Lead prosecutor Linda Drane Burdick followed Ashton, telling the jurors that prosecutors presented every piece of evidence they promised in May during opening statements. Without saying it, she was pointing out that defense attorneys never presented direct evidence backing up their contentions that the child drowned.
She then hammered on the lies Casey Anthony, then 22, told from June 16, 2008, when her daughter last seen, and a month later when sheriff's investigators were notified. Those include the single mother telling her parents that she couldn't produce Caylee because the girl was with a nanny named Zanny, a woman who doesn't exist; that she and her daughter were spending time in Jacksonville with a rich boyfriend who doesn't exist; and that Zanny had been hospitalized after an out-of-town traffic crash and that they were spending time with her.
"Responses to grief are as varied as the day is long, but responses to guilt are oh, so predictable," Drane Burdick said. "What do guilty people do? They lie. They avoid. They run. They mislead, not just to their family, but the police. They divert attention away from themselves and they act like nothing is wrong. That's why you heard about what happened in those 31 days."
Burdick concluded the state's case by showing the jury two side-by-side images. One showed Casey Anthony smiling and partying in a nightclub during the month Caylee was missing. The other was of the "beautiful life" tattoo she got a day before her family and law enforcement first learned of the child's disappearance.
"At the end of this case, all you have to ask yourself is whose life was better without Caylee?" Burdick asked. "This is your answer."
Anthony sat stone-faced during much of the prosecutors' arguments, but occasionally shook her head in disagreement and spoke under her breath.
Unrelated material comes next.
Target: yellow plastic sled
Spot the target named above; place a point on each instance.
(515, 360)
Defense attorneys contend Anthony's lies and erratic behavior were brought on by her grief over her dead child and the sexual abuse she suffered as a child from her father. George Anthony has denied that allegation, and the judge said no evidence has been presented to support it.
Defense attorney Jose Baez said during his closing argument Sunday that the prosecutors' case was so weak they tried to portray Anthony as "a lying, no-good slut" and that their forensic evidence was based on a "fantasy." He said Caylee's death was "an accident that snowballed out of control."
Baez began his closing argument Sunday with his biggest question: How did Caylee die? Neither prosecutors nor the defense have offered firm proof.
He attacked the prosecution's forensic evidence. He said air analysis of the trunk of Anthony's car, which allegedly showed air molecules consistent with decomposition, could not be duplicated. No one could prove a stain found in the trunk was caused by Caylee's body decomposing there. And witnesses showed maggots found in the trunk came from a bag of trash that was found there, he said.
"They throw enough against the wall and see what sticks. That is what they're doing ... right down to the cause of death," Baez said. He conceded his client had told elaborate lies and invented imaginary friends and even a fake father for Caylee, but he said that doesn't mean she killed her daughter.
Baez also attacked George Anthony as unreliable. He said a suicide note that George Anthony wrote in January 2009 that claimed no knowledge of what happened to Caylee was self-serving and the attempt was a fraud. He said George Anthony claimed he was going to kill himself with a six-pack of beer and some high-blood pressure medicine.